I am pleased overall by the editors’ discretion in preparing the piece for publication, especially by clarifying my meaning in several places where my language was more convoluted. One slight modification, however, that is a bit more significant is the final sentence in which it reads that we ‘show this world another way of thinking and being, one based around His ways, rather than our own.’ My original draft was a more direct quotation from St. John’s Gospel (17.22-23) where Jesus prays for Christian unity that the world may know that the Father has sent the Son. As it is printed, it sounds like I am calling for Christians to be examples to others through their character. Yet as I read Jesus’ prayer in John and Jesus’ teaching in Matthew, he doesn’t call Christians, including evangelicals, to lead from any moral high ground. Instead, the command is to simply be the church and live humbly in a sacramental ontology where justice is done precisely out of a humble spirituality and solidarity with the poor. This all said, though, the editorial choice is still sound if the reference to ‘His ways, not ours’ is taken from the words of the prophet Isaiah (55.8) where he discusses divine grace in calling out from exile a people that is marked by their new-found humility and charity. If that is so, the Isaianic passage’s meaning converges with both John’s and Matthew’s Gospel accounts about practicing a radically humble ontology, and the sentence is not only clarified, but enhanced.

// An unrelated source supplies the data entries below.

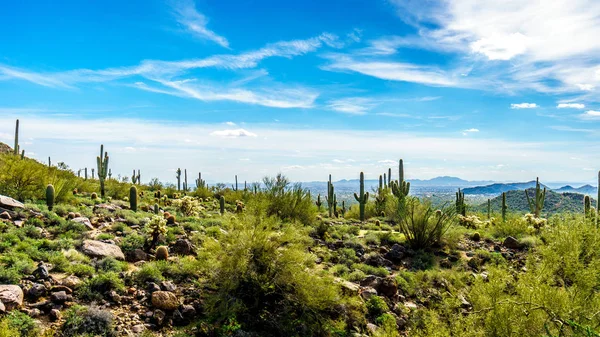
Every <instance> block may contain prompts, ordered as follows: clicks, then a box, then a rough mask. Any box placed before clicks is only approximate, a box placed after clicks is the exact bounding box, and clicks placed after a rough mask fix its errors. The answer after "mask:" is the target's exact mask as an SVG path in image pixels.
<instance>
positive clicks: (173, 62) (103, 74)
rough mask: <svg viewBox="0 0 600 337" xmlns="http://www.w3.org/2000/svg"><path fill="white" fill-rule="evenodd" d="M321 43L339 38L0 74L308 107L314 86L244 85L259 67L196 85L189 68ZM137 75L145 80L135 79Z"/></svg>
mask: <svg viewBox="0 0 600 337" xmlns="http://www.w3.org/2000/svg"><path fill="white" fill-rule="evenodd" d="M323 46H329V47H333V48H337V47H339V44H338V37H337V36H336V35H333V34H328V33H323V34H321V35H319V36H316V37H313V38H309V39H304V40H291V41H279V42H275V43H271V44H267V45H266V46H264V47H262V48H259V49H257V50H253V51H248V52H244V53H240V54H223V55H215V56H210V57H207V58H203V59H191V60H181V61H162V60H144V61H142V62H141V63H140V64H139V65H136V66H130V67H119V68H108V69H100V70H91V69H75V70H69V71H63V72H54V73H51V72H47V73H44V72H42V73H36V72H32V71H28V70H24V69H16V68H10V67H5V66H2V65H0V74H2V75H4V76H5V80H9V79H15V80H25V81H29V82H32V83H35V84H39V85H43V86H47V87H54V88H72V87H75V86H76V85H77V84H81V83H98V82H116V81H122V80H124V79H126V78H134V79H137V81H135V82H133V83H132V84H128V83H126V84H125V85H128V86H130V87H134V88H137V89H140V90H144V91H148V92H154V93H159V94H165V95H171V96H177V97H184V98H194V99H198V100H202V101H235V102H240V103H248V104H257V105H263V106H267V107H275V108H308V107H312V106H313V103H314V101H315V99H316V98H317V97H318V95H319V93H318V92H317V91H316V90H314V89H309V88H304V87H302V86H290V85H282V84H278V83H269V85H266V86H260V85H253V86H252V87H251V88H246V87H247V84H248V83H249V82H251V81H253V80H255V79H256V78H258V77H264V76H266V74H265V72H264V71H261V72H259V75H260V76H254V77H252V78H245V79H244V80H242V81H232V82H230V83H226V84H223V83H219V84H215V83H208V82H205V83H200V81H199V80H198V79H197V77H196V76H197V75H195V74H193V73H192V72H193V71H198V70H201V69H204V68H217V69H224V70H230V71H236V70H241V69H249V68H255V67H257V66H258V64H259V63H260V62H261V61H263V60H264V59H267V58H272V57H281V58H288V59H291V58H293V57H295V56H301V55H305V54H307V53H310V52H314V51H316V50H317V49H319V48H321V47H323ZM140 78H142V79H144V81H141V80H139V79H140ZM245 86H246V87H245Z"/></svg>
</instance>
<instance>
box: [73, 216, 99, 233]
mask: <svg viewBox="0 0 600 337" xmlns="http://www.w3.org/2000/svg"><path fill="white" fill-rule="evenodd" d="M71 221H73V222H77V223H80V224H84V225H85V227H87V229H89V230H92V229H94V226H92V222H91V221H90V219H88V218H86V217H84V216H80V217H76V218H73V219H71Z"/></svg>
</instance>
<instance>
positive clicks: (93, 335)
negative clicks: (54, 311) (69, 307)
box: [60, 305, 117, 337]
mask: <svg viewBox="0 0 600 337" xmlns="http://www.w3.org/2000/svg"><path fill="white" fill-rule="evenodd" d="M60 332H61V336H62V337H78V336H101V337H113V336H116V335H117V333H116V330H115V327H114V325H113V316H112V314H111V313H110V311H104V310H100V309H98V308H95V307H84V306H79V305H77V306H74V307H72V308H70V309H69V310H68V311H67V312H66V314H65V321H64V323H63V324H62V326H61V327H60Z"/></svg>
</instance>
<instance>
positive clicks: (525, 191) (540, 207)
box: [525, 178, 546, 218]
mask: <svg viewBox="0 0 600 337" xmlns="http://www.w3.org/2000/svg"><path fill="white" fill-rule="evenodd" d="M525 196H526V197H527V203H528V204H529V209H530V210H531V213H533V216H535V217H536V218H539V217H540V212H541V211H542V209H543V208H544V201H545V200H546V188H545V187H544V190H543V191H542V189H541V187H540V178H536V180H535V195H534V196H533V200H532V199H531V198H529V193H527V190H525Z"/></svg>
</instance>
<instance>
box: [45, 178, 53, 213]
mask: <svg viewBox="0 0 600 337" xmlns="http://www.w3.org/2000/svg"><path fill="white" fill-rule="evenodd" d="M46 206H48V210H50V211H51V210H52V208H53V207H54V186H52V184H48V186H46Z"/></svg>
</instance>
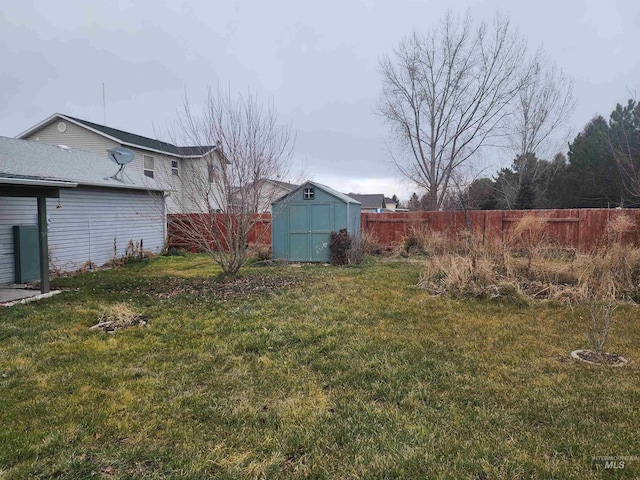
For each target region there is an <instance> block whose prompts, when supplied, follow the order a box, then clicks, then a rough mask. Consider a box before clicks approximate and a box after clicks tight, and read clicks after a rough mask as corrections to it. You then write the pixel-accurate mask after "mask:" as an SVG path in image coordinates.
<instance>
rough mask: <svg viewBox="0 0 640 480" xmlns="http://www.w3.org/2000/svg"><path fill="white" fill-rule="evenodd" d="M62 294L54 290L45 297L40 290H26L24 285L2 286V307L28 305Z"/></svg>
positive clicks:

I want to thank Converge Magazine for printing this piece and especially to Shara Lee for encouraging this publication. As I wrote in the byline, my friends Sam, Diana, Anna, Karl, and Aaron were valuable advisors who sharpened the piece significantly. I am thankful to be able to publish to an evangelical audience, and I hope that the piece will provoke thought and stimulate further discussion on Christian praxis.